Auf die Frage nach dem Studium der Wirtschaftsethik soll der Satiriker Karl Kraus einmal geantwortet haben, man müsse sich entscheiden für das eine oder das andere:
Wirtschaft oder Ethik.

Die Notwendigkeit einer Ethik in der Wirtschaft wird – glücklicherweise – heutzutage nicht nur von den Wissenschaften, sondern auch von Unternehmensverantwortlichen und weiten Kreisen der Bevölkerung anerkannt. Interessanterweise war es nicht eine Kritik, die von außen an die Wirtschaft herangetragen wurde, sondern es waren – zumeist große – Unternehmen, die bereits vor etwa drei Jahrzehnten ihr Verhältnis zur Ethik als sinnvolle Fragestellung entdeckten. Sie gaben sich ethische Unternehmensrichtlinien – „codes of ethics“ oder „codes of conducts“ – in denen sie Werte wie Ehrlichkeit, Vertrauen, Fairness und Selbstverpflichtungen gegenüber Kapitalgebern, Mitarbeitern, Kunden und der Gesellschaft festhielten. Diese codes sind so etwas wie ein moderner Tugendkatalog innerhalb der Wirtschaft. Es sind Leitlinien von Werten, die als zentral für verantwortliches Handeln bestimmt sind.
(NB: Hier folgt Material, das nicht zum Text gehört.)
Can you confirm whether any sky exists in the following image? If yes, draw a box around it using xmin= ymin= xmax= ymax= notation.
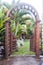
xmin=3 ymin=0 xmax=42 ymax=20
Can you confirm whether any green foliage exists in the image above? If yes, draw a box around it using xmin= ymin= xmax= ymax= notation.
xmin=0 ymin=7 xmax=10 ymax=42
xmin=11 ymin=11 xmax=34 ymax=37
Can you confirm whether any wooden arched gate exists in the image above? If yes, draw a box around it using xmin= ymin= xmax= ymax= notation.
xmin=5 ymin=3 xmax=40 ymax=57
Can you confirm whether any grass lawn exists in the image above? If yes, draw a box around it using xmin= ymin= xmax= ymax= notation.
xmin=12 ymin=40 xmax=35 ymax=55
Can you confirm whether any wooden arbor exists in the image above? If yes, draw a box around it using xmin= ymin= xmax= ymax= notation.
xmin=5 ymin=3 xmax=40 ymax=57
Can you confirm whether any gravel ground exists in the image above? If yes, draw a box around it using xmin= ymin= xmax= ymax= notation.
xmin=0 ymin=56 xmax=41 ymax=65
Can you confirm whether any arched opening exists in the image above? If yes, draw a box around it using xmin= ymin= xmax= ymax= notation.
xmin=5 ymin=3 xmax=40 ymax=57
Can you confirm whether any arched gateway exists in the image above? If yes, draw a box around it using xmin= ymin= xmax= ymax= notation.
xmin=5 ymin=3 xmax=40 ymax=57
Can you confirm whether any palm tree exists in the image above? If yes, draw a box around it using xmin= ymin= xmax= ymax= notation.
xmin=11 ymin=11 xmax=34 ymax=38
xmin=0 ymin=7 xmax=10 ymax=41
In den vergangenen Jahren, besonders seit der Wirtschafts- und Finanzmarktkrise ist diese ethische Dimension wirtschaftlichen Handelns selbstverständlich geworden. Immer wieder wird ein ethisches Fundament und eine Rückbesinnung auf Grundsätze gefordert. Zahlreiche Netzwerke, Institute und Studiengänge haben sich dazu entwickelt. Und Bilder werden aufgerufen, die zwischenzeitlich völlig verschwunden waren: der ehrbare Kaufmann zum Beispiel. Er war nicht nur aus der Mode gekommen, dieser Wert individueller Verantwortung, die sich kristallisierte in Ehrlichkeit, Integrität, Verbindlichkeit, sondern der ehrbare Kaufmann schien in dynamischen wirtschaftlichen Zusammenhängen, die an schneller Rendite interessiert waren, eher hinderlich zu sein. Unternehmen aber – so ist den meisten gewiss – sind nicht nur Leistungseinheiten, sondern sie sind ein zentraler Teil einer sozialen Einheit innerhalb der Gesellschaft. Und darin sind sie zugleich wichtige Indikatoren für den Wertekanon eines Gemeinwesens.

So werden Unternehmen und vor allem ihr Leitungspersonal nicht mehr allein begrenzt an ihrem wirtschaftlichen Erfolg, sondern zunehmend auch an den moralischen Ansprüchen bei der Gestaltung der Wirtschaft gemessen.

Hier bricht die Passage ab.